Try for better rates
Most of the population today takes whatever is given to them without asking any questions. I’ve found that you can actually go far and get more out of life by simply calling and asking for it. If you get denied, you’re in the same position you were in before. Some of your credit cards may be impossible to pay off simply because their rates are too damn high! If you can get a better rate on the card, then why pay more money if you don’t have to? Try calling up each of your credit card accounts and asking them to lower your rates. Just make sure you prep yourself and do your research. You may want to find out what the prime rates are for that card. If you’re unsure of how to ask, try doing what Sally from creditcards.com did here
Apply for 0% balance transfer cards.
As stated before, the interest rates may be too close to the minimum payment on your card. This will take forever to pay the account off if only making minimum payments. Most large credit card companies will offer 0% balance transfer cards, interest rates worst enemy. 0% balance transfer cards are the secret play in your playbook to get out of credit card debt. These cards will allow you to transfer your balance to a new card with 0% interest for a period of time. Making it perfect people who are trying to pay off debt! Your balance will drop surprisingly faster if you are not paying interest. Transfer your debt to a 0% balance transfer card and make it your goal to pay off the balance before the interest rate kicks in.
It is vital to note you should NOT CHARGE THE CARD as you will only make your debt situation worse. These cards should only be used to pay off the debt, not add to it. You will need to get approved for the card as they may only issue them to people with good credit. Shop around, and choose the right card for you.
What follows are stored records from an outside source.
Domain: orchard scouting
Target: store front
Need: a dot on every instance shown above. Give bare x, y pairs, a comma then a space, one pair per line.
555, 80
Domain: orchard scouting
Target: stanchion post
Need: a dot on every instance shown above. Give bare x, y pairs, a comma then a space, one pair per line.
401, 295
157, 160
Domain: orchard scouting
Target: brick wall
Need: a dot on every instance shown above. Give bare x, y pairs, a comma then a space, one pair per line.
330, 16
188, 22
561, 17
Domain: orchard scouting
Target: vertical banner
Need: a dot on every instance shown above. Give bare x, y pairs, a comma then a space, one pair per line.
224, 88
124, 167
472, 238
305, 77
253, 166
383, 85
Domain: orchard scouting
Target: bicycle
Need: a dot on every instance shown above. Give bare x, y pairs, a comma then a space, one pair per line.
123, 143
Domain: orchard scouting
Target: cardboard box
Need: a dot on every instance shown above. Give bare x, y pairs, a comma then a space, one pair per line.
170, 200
Pay off the large accounts first
So now you’re ready to start paying off your accounts, but which ones do I take care of first? The best method would be to flood your extra cash into the largest accounts with the highest interest rates, while making minimum payments on all others. This will ensure that you are paying less in the long run. The higher the interest rates, the more money you will have to spend paying off the account. Once you finish with your biggest baddest account, flood your extra cash into the next biggest baddest account until that one is paid off. Continue this process and you’ll be out of debt much sooner than you think.
Some people may suggest the opposite. Take care of the smaller accounts and work your way up to the big ones. While this is still not a bad idea, in the long run you will be paying more due to the accruing interest on the big accounts.
Don’t use your credit cards
The whole point of this process is to pay off your debt. If you continue to use your cards while attempting to get out of debt you’re going to get nowhere. Do not close your credit card accounts as doing so will drop your credit score. Start paying for items in cash rather than credit. You’ll find cash is a much cheaper and safer means of currency.
Don’t apply for new lines of credit
This one should be a no-brainer. Applying for any new lines of credit such as new credit cards or loans will only hurt your process towards a debt free life. New lines of credit means new debt and a new bill for you. Hold off on applying for any new credit until your debt is gone.
If you start utilizing these methods, you’ll find getting out of debt isn’t as hard as you may have thought. It can be a timely process but the end result is very rewarding. Living a debt free life will take a heavy burden off your back and will result in a happier less stressed you! Once you are out of debt, remember to always pay your bills on time, and don’t rack up your credit cards as you once did before.